## Lecture Summaries

- 8 May
Undergraduate reports/presentations on project progress; finish AllPlaces.pdf for remaining graduate student proposals.

- 6 May
Some student-inspired ideas for future Big Data Infrastructure, slides are in AllPlaces.pdf (allowing each student to make 5-minute pitch).

- 1 May
MapReduce undergraduate projects, progress and further considerations on AWS EMR. A brief consideration of the topic Beyond Hadoop, which motivates things like Apache Hama and research such as HaLoop.

- 29 Apr
Looking a bit at the infrastructure of big data analytics tools, which exploit the systems technology. Examples are Mahout, Vowpal Wabbit, Yahoo! Samoa and the paper Iterative MapReduce for Large Scale Machine Learning

- 24 Apr
Solution to matrix multiplication (pseudocode and Python with mrjob). Then, topics about Hadoop, MRJob and AWS MapReduce, see additions to the page AWS EMR.

- 22 Apr
Last of round two Paper Presentations.

- 17 Apr
The penultimate from round two Paper Presentations, and more depth on Virtualization.

- 15 Apr
More Paper Presentations.

- 10 Apr
On track with Paper Presentations.

- 3 Apr
Two presentations from Paper Presentations. Reminder: undergrads should choose data for Project Schedule.

- 1 Apr
- Second Exam.
- 27 Mar
For undergrads, look again at Big Data (how can you choose). Consider some of the Glossary terms in more depth. Continued discussion on slots for Paper Presentations.

- 25 Mar
Resume after break. Schedule for more presentations, and Project Schedule for undergraduates. Exam on April 1st: for graduate students, will be over the Glossary and the papers from the first round of Paper Presentations; for undergraduate students, the exam will again be about MapReduce, asking how to solve some problem using mappers and reducers.

- 13 Mar
Looking at Hadoop Partitioners, and how they can be used for merge and sort tasks. Another demonstration of AWS EMR (see additional notes added for this lecture), plus the use of S3 Tools (which are installed on the test machine). Then a brief look at some MapReduce applications (added to the MapReduce page), and a presentation featuring one example in more depth, triangles.pdf

- 11 Mar
For undergraduates, a lecture devoted to applications of MapReduce (looking at Chapter 3 of the MapReduce textbook to understand memory constraints and how combiners can save network bandwidth). Then a short demonstration of using AWS EMR. Graduate students should watch the Raft lecture to understand a working consensus algorithm.

- 6 Mar
The final two Paper Presentations of the first round.

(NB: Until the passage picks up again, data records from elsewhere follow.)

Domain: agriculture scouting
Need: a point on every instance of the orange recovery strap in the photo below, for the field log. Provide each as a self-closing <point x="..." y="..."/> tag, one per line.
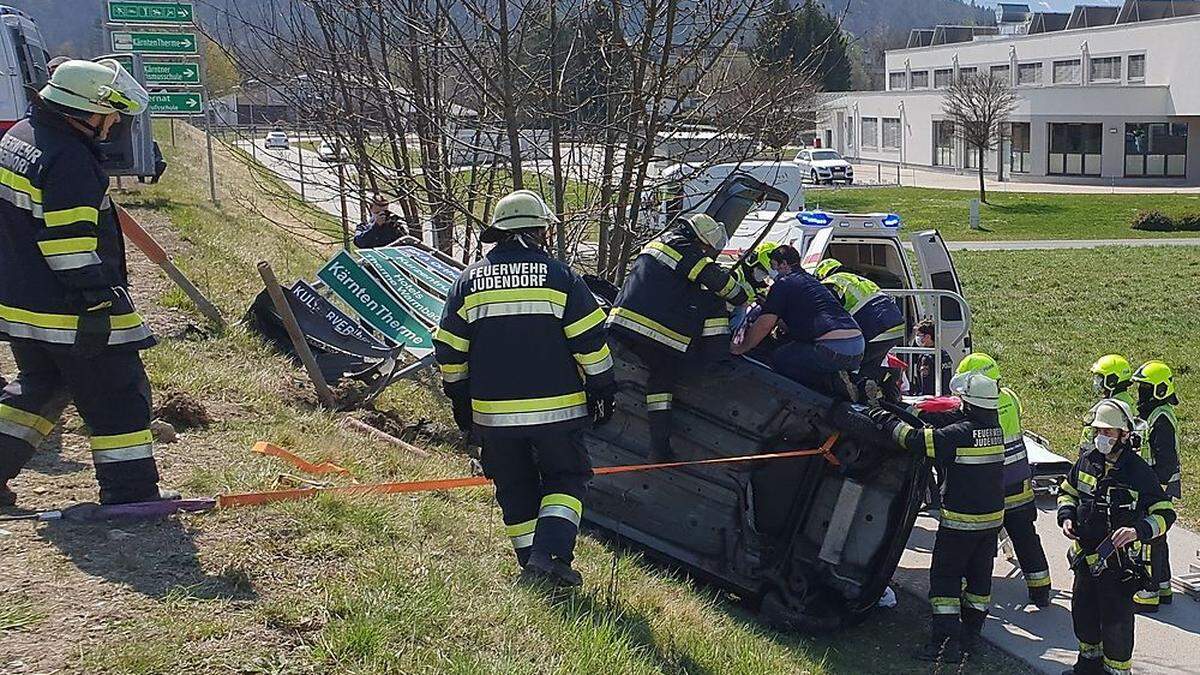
<point x="258" y="499"/>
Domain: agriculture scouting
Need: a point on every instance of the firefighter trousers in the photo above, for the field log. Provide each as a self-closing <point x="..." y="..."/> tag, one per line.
<point x="664" y="366"/>
<point x="1020" y="523"/>
<point x="960" y="580"/>
<point x="540" y="483"/>
<point x="1102" y="613"/>
<point x="113" y="398"/>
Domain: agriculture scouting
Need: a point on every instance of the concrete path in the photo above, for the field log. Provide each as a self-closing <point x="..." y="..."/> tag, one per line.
<point x="1167" y="643"/>
<point x="923" y="177"/>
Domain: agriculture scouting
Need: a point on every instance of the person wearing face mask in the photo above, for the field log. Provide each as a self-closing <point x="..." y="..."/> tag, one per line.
<point x="1111" y="378"/>
<point x="823" y="344"/>
<point x="675" y="305"/>
<point x="1110" y="506"/>
<point x="1156" y="404"/>
<point x="64" y="302"/>
<point x="967" y="447"/>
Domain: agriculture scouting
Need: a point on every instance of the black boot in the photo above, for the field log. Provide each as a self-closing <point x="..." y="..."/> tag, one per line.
<point x="1041" y="596"/>
<point x="552" y="571"/>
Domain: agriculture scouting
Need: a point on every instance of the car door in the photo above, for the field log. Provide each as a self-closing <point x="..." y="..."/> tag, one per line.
<point x="937" y="272"/>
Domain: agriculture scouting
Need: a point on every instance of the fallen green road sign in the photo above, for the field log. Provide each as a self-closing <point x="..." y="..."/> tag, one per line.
<point x="155" y="42"/>
<point x="177" y="103"/>
<point x="135" y="12"/>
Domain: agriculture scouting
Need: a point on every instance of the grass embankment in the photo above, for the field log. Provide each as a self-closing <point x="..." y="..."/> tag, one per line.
<point x="1009" y="215"/>
<point x="1048" y="315"/>
<point x="407" y="584"/>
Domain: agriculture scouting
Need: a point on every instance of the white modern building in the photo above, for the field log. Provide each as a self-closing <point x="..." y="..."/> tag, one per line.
<point x="1104" y="95"/>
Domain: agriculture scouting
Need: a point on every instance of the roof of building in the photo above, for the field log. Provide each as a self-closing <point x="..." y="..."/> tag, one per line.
<point x="1090" y="16"/>
<point x="1048" y="22"/>
<point x="1149" y="10"/>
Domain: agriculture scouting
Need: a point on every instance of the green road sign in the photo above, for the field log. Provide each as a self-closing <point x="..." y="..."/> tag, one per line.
<point x="376" y="305"/>
<point x="177" y="103"/>
<point x="133" y="12"/>
<point x="166" y="72"/>
<point x="155" y="42"/>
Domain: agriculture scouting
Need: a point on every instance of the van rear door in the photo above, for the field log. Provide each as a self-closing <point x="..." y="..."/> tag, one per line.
<point x="937" y="272"/>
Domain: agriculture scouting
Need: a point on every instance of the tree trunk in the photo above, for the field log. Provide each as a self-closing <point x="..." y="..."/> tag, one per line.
<point x="983" y="192"/>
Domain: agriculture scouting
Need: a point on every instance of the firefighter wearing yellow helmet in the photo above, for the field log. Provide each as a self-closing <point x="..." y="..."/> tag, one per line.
<point x="1020" y="511"/>
<point x="675" y="300"/>
<point x="1161" y="449"/>
<point x="64" y="302"/>
<point x="1110" y="506"/>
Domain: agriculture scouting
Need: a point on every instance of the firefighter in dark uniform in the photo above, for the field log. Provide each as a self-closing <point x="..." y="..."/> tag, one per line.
<point x="1020" y="508"/>
<point x="523" y="358"/>
<point x="876" y="312"/>
<point x="64" y="302"/>
<point x="1156" y="404"/>
<point x="969" y="448"/>
<point x="672" y="303"/>
<point x="1110" y="506"/>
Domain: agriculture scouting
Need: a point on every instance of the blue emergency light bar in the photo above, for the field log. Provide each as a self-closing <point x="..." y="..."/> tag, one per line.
<point x="825" y="219"/>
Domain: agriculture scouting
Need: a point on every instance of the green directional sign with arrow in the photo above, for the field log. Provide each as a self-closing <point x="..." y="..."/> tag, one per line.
<point x="167" y="72"/>
<point x="177" y="103"/>
<point x="141" y="12"/>
<point x="155" y="42"/>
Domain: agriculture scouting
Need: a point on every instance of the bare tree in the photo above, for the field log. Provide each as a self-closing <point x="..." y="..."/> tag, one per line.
<point x="979" y="106"/>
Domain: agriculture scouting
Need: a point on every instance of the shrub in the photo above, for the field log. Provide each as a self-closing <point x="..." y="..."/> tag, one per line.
<point x="1189" y="222"/>
<point x="1153" y="221"/>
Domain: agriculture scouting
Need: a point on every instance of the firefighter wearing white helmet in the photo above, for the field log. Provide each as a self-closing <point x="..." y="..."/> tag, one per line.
<point x="967" y="446"/>
<point x="64" y="302"/>
<point x="523" y="358"/>
<point x="676" y="300"/>
<point x="1110" y="506"/>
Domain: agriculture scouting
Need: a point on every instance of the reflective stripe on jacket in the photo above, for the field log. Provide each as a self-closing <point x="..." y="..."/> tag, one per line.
<point x="61" y="250"/>
<point x="675" y="293"/>
<point x="520" y="335"/>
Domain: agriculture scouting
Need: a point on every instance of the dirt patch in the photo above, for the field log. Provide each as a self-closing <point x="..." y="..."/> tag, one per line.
<point x="183" y="411"/>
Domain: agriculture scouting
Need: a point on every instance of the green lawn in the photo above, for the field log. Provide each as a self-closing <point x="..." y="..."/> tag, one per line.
<point x="1048" y="315"/>
<point x="1011" y="215"/>
<point x="406" y="584"/>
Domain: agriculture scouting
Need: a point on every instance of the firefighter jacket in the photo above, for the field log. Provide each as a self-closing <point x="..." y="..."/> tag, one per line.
<point x="1099" y="496"/>
<point x="520" y="335"/>
<point x="969" y="451"/>
<point x="61" y="250"/>
<point x="1161" y="449"/>
<point x="1018" y="473"/>
<point x="877" y="315"/>
<point x="675" y="294"/>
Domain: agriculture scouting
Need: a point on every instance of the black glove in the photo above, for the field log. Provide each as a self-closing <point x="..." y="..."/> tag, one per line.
<point x="603" y="404"/>
<point x="462" y="417"/>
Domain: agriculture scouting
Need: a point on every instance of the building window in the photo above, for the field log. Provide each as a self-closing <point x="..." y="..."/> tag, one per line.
<point x="1104" y="69"/>
<point x="870" y="132"/>
<point x="1137" y="67"/>
<point x="1029" y="73"/>
<point x="891" y="133"/>
<point x="1019" y="147"/>
<point x="1157" y="149"/>
<point x="943" y="144"/>
<point x="1075" y="149"/>
<point x="1066" y="72"/>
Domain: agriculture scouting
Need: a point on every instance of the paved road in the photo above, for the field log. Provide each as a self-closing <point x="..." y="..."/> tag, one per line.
<point x="1165" y="643"/>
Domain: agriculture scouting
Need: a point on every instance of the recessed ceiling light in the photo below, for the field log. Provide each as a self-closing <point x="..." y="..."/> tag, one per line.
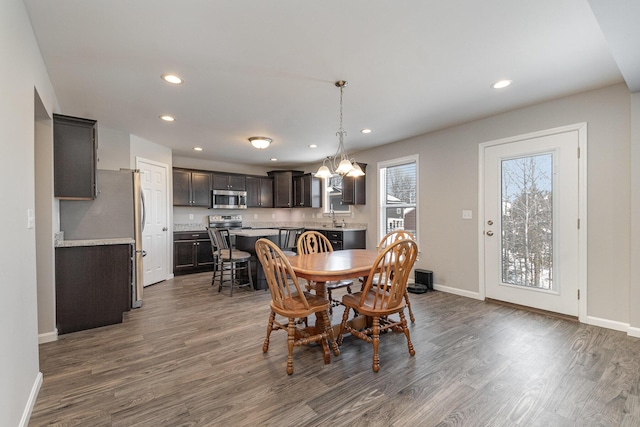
<point x="260" y="142"/>
<point x="501" y="84"/>
<point x="172" y="78"/>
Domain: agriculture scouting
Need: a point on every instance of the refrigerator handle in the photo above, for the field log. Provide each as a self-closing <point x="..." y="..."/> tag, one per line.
<point x="144" y="210"/>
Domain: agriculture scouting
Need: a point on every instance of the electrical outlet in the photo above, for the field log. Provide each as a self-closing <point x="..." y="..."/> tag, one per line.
<point x="31" y="219"/>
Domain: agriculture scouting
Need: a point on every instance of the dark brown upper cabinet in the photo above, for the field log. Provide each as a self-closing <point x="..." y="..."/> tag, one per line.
<point x="259" y="192"/>
<point x="283" y="187"/>
<point x="74" y="158"/>
<point x="191" y="188"/>
<point x="229" y="182"/>
<point x="307" y="191"/>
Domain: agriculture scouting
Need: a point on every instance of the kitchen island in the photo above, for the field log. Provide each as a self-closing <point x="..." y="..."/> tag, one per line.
<point x="93" y="282"/>
<point x="245" y="240"/>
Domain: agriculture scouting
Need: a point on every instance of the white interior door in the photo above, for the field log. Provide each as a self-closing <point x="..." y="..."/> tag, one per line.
<point x="155" y="240"/>
<point x="531" y="222"/>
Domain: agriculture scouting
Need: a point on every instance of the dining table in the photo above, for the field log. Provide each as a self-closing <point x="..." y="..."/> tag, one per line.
<point x="332" y="266"/>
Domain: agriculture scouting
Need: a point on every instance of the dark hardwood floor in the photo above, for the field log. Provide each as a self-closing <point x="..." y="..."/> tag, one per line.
<point x="193" y="357"/>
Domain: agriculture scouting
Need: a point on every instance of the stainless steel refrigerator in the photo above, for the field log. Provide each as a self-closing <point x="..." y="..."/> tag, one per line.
<point x="116" y="212"/>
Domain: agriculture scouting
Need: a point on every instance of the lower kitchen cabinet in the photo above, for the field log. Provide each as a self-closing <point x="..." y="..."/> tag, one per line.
<point x="93" y="286"/>
<point x="191" y="252"/>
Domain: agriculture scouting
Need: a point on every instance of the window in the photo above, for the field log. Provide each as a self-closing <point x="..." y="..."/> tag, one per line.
<point x="333" y="196"/>
<point x="398" y="181"/>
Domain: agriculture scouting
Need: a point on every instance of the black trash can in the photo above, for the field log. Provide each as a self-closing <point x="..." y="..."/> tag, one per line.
<point x="423" y="281"/>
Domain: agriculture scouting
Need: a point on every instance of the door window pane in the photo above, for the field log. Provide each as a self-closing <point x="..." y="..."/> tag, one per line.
<point x="527" y="221"/>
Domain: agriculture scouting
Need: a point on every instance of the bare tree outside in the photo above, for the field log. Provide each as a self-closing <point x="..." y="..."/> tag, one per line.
<point x="400" y="199"/>
<point x="527" y="221"/>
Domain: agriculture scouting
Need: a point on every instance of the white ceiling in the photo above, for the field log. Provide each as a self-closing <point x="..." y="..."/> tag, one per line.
<point x="258" y="67"/>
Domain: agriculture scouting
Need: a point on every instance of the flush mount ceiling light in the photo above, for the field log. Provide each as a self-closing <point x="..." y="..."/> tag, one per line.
<point x="172" y="78"/>
<point x="345" y="166"/>
<point x="501" y="84"/>
<point x="260" y="142"/>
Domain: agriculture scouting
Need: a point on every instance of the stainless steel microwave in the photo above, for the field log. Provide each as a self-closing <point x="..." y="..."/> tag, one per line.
<point x="228" y="199"/>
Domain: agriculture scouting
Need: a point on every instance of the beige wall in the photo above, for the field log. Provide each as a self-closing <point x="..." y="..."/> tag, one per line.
<point x="22" y="74"/>
<point x="634" y="295"/>
<point x="449" y="183"/>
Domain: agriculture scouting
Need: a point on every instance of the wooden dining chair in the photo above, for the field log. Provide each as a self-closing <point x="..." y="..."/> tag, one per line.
<point x="384" y="298"/>
<point x="315" y="242"/>
<point x="389" y="238"/>
<point x="288" y="239"/>
<point x="228" y="261"/>
<point x="288" y="300"/>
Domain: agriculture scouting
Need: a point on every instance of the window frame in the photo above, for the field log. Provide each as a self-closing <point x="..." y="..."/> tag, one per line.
<point x="326" y="205"/>
<point x="382" y="205"/>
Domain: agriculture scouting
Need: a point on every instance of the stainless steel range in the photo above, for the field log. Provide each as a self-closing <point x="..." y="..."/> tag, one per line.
<point x="232" y="222"/>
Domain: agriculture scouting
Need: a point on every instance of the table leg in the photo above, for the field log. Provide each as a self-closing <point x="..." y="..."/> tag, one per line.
<point x="319" y="326"/>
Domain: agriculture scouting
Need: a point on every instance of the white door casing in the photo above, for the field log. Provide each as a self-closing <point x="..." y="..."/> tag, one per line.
<point x="155" y="236"/>
<point x="564" y="149"/>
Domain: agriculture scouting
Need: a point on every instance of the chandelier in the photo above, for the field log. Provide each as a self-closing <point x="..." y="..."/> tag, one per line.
<point x="339" y="164"/>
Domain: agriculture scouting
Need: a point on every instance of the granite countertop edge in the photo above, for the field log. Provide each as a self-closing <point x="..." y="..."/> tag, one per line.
<point x="94" y="242"/>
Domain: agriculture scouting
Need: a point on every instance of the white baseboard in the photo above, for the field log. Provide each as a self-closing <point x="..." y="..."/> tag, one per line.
<point x="48" y="337"/>
<point x="590" y="320"/>
<point x="615" y="325"/>
<point x="31" y="403"/>
<point x="456" y="291"/>
<point x="633" y="332"/>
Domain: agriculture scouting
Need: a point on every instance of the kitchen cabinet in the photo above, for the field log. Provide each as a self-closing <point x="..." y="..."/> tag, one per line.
<point x="228" y="182"/>
<point x="283" y="187"/>
<point x="354" y="188"/>
<point x="191" y="252"/>
<point x="259" y="192"/>
<point x="191" y="188"/>
<point x="307" y="191"/>
<point x="74" y="158"/>
<point x="93" y="286"/>
<point x="346" y="239"/>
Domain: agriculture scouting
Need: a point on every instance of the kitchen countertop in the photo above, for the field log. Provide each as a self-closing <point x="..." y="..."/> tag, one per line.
<point x="255" y="232"/>
<point x="94" y="242"/>
<point x="328" y="228"/>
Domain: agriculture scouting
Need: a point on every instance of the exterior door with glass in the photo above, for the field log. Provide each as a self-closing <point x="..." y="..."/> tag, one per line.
<point x="531" y="222"/>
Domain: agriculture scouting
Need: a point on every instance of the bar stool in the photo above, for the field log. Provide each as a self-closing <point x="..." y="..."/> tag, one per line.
<point x="228" y="261"/>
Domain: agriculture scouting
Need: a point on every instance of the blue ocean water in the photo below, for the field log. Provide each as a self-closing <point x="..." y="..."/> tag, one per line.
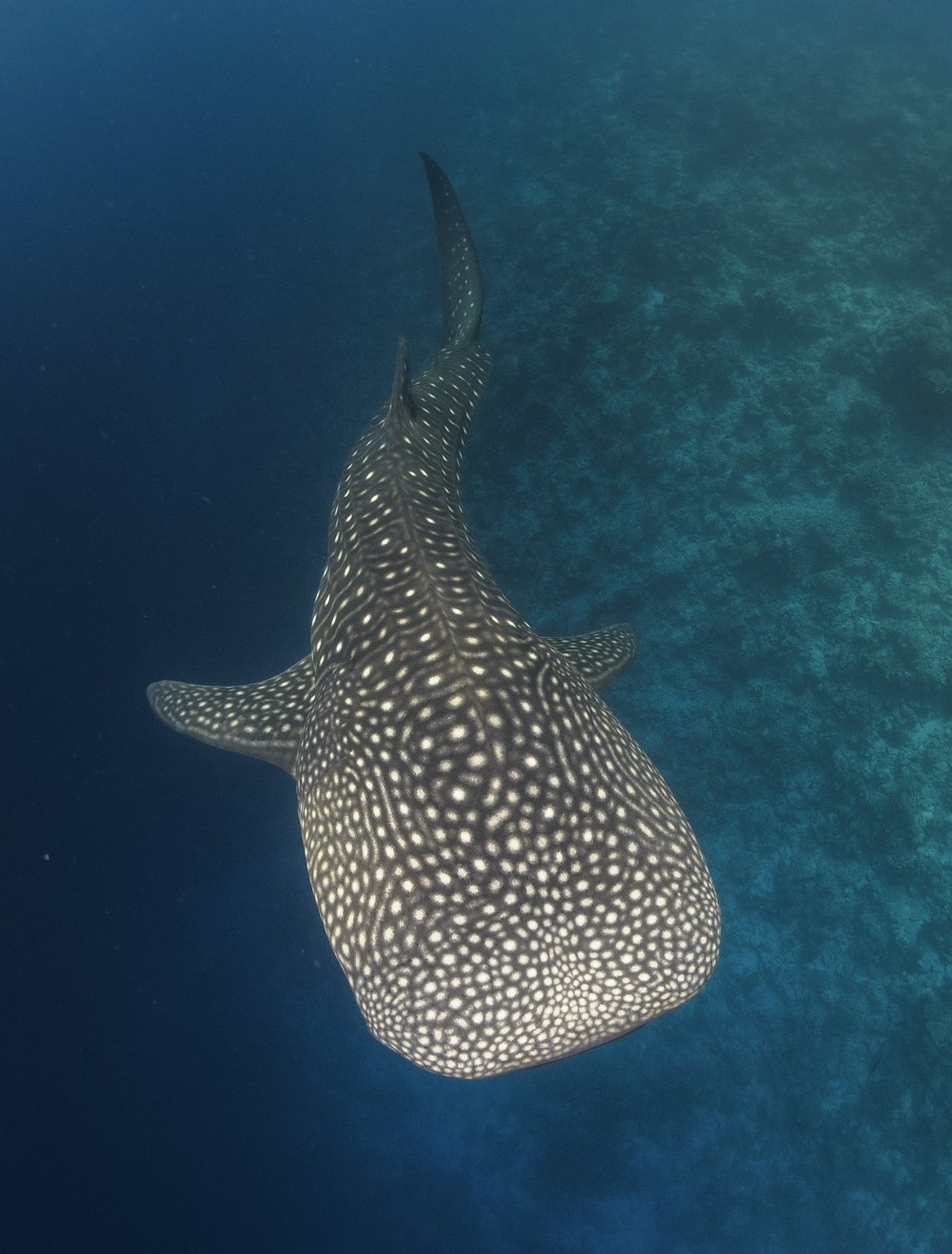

New assignment (for graduate students) is to complete a glossary, assigned by pin numbers, of the Terminology and Buzzwords.

**Due 13th March.**- 4 Mar
Two more Paper Presentations and HomeworkTwo (for undergrads).

- 27 Feb
Continue Paper Presentations. More about MapReduce and the mrjob way of invoking MapReduce.

- 25 Feb
Two more from Paper Presentations. Some Terminology and Buzzwords and remarks about Trade-Offs.

- 20 Feb
Two presenters from Paper Presentations, plus some review of Databases.

- 18 Feb
One more try to show MapReduce demo in class. Brief coverage of Advice on paper presentations. Introduction to the Test Machine.

- 13 Feb
First lecture on MapReduce -- graduate students should skim/read the Dean & Ghemawat paper to prepare for this. Then assignments of papers to read and present: Paper Presentations for graduate students; for undergraduates, assignment is to select some Big Data and think about a MapReduce project.

- 11 Feb
- 6 Feb
Some practical things as background on working in the cloud. Starting with useful things to know about the Linux Environment

- 30 Jan
More on coroutines, illustrated with coroutine.py (just as one example). More on barrier synchronization and systolic computing in Parallel Programming. Reading assignment for undergraduates: please read pages 1--38 of this book as background to lectures on 6 and 13 February (in-class exam on 11 February).

- 28 Jan
- Finish coverage of FPL'85 impossibility proof.
- 23 Jan
Introduction to Parallel Programming.

- 21 Jan
Start of course (Syllabus and overview of topics). Last half hour initiated presentation over FPL'85 impossibility. Graduate students please download and read the paper (works on-campus).